«Статьи о русской поэзии», небольшая книжка из пяти статей, опубликованная в Петрограде в 1922 году, была первым выступлением Ходасевича-критика. Первая статья, «Графиня Е. П. Ростопчина», представляла собой раннюю попытку заново открыть биографию поэтессы, «некогда славной, ныне забытой» [Ходасевич 19966: 17], – задача, сходная с позднейшей серьезной реабилитацией Державина, которой Ходасевич занялся спустя несколько лет. В данном же случае Ходасевич действовал как кавалер, защищавший репутацию дамы от клеветников, причем одним из главных недоброжелателей оказывался Белинский. Даже в этой работе, написанной еще в 1908 году, Ходасевич приближался к Пушкину и Державину, жизни и творчеству которых окажется посвящена значительная часть его собственной творческой биографии. Вот как он восхваляет сочинения Ростопчиной: «Пускай же хоть иногда осеняют их <тех, кто считает, что лирика устарела. –
Второй элемент в этой связи – это статья 1916 года «Державин (к столетию со дня его смерти)», содержащая главные положения будущей полномасштабной биографии Державина, которой была посвящена наша предыдущая глава. Поэтическое вдохновение, весьма красноречиво описанное Ходасевичем в этой биографии, в ранней работе оказывается подчинено самообладанию труженика; похоже, что для юного Ходасевича продуктивность была столь же важна, как творческие способности. «То как администратор, то как поэт Державин работал не покладая рук» [Ходасевич 19966: 40]. Однако Ходасевич уже оттачивал свое мастерство, воскрешая старого поэта с помощью следующего описания и характеристики:
Если бы ныне, в сотую годовщину смерти своей, он воскрес и явился среди нас, – как бы он рассердился, этот ворчливый и беспокойный старик… Как бы он разворчался, как гневно запахнул халат свой, как нахлобучил бы колпак на лысое темя, видя, во что превратилась его слава, – слава, купленная годами трудов, хлопот, неурядиц, подчас унижений – и божественного, поэтического парения [Ходасевич 19966: 39].

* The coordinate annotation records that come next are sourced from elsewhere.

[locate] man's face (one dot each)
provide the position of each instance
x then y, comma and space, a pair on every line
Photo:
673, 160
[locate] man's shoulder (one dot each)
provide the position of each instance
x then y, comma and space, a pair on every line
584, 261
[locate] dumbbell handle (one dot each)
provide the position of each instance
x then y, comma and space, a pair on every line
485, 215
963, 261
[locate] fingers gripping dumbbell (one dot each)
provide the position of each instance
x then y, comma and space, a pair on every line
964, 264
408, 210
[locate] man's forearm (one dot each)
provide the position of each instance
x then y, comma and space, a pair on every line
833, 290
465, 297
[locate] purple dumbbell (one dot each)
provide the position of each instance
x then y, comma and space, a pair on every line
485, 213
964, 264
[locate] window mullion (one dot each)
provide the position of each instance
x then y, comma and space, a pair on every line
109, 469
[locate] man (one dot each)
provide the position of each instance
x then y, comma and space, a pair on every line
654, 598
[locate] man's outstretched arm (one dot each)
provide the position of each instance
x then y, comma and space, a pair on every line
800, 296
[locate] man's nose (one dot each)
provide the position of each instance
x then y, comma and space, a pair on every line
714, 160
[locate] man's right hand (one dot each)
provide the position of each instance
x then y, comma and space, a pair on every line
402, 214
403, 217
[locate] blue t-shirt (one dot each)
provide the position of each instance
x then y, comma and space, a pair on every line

В изображении Ходасевича живой Державин, при всей его сварливости, предстает перед читателем тем, кем не мог предстать в его же представлении вересаевский Пушкин. Сборник 1922 года содержит еще три статьи: «Петербургские повести Пушкина», «О “Гавриилиаде”» и «Колеблемый треножник».
Ходасевич обратился к поэме «Гавриилиада» в 1917 году, – она была напечатана в России «только через восемьдесят один год после смерти Пушкина <…> без сокращений и пропусков» [Ходасевич 19966: 71]. Именно эта короткая статья в большей степени, чем анализ «Петербургских повестей», послужила началом связанного с Пушкиным биографического проекта Ходасевича. Исследователь задавался вопросом: как читатели могли понимать Пушкина, если эта важнейшая поэма была исключена из корпуса его сочинений? Ходасевич полагал, что сейчас пришло время прочитать все написанное Пушкиным. И как могло получиться, недоумевал он, что пушкинисты потратили столько времени, откапывая в архивах и публикуя самые незначительные наброски и письма, в то время как целая поэма – «Гавриилиада» – до сих пор не появлялась в пушкинских изданиях?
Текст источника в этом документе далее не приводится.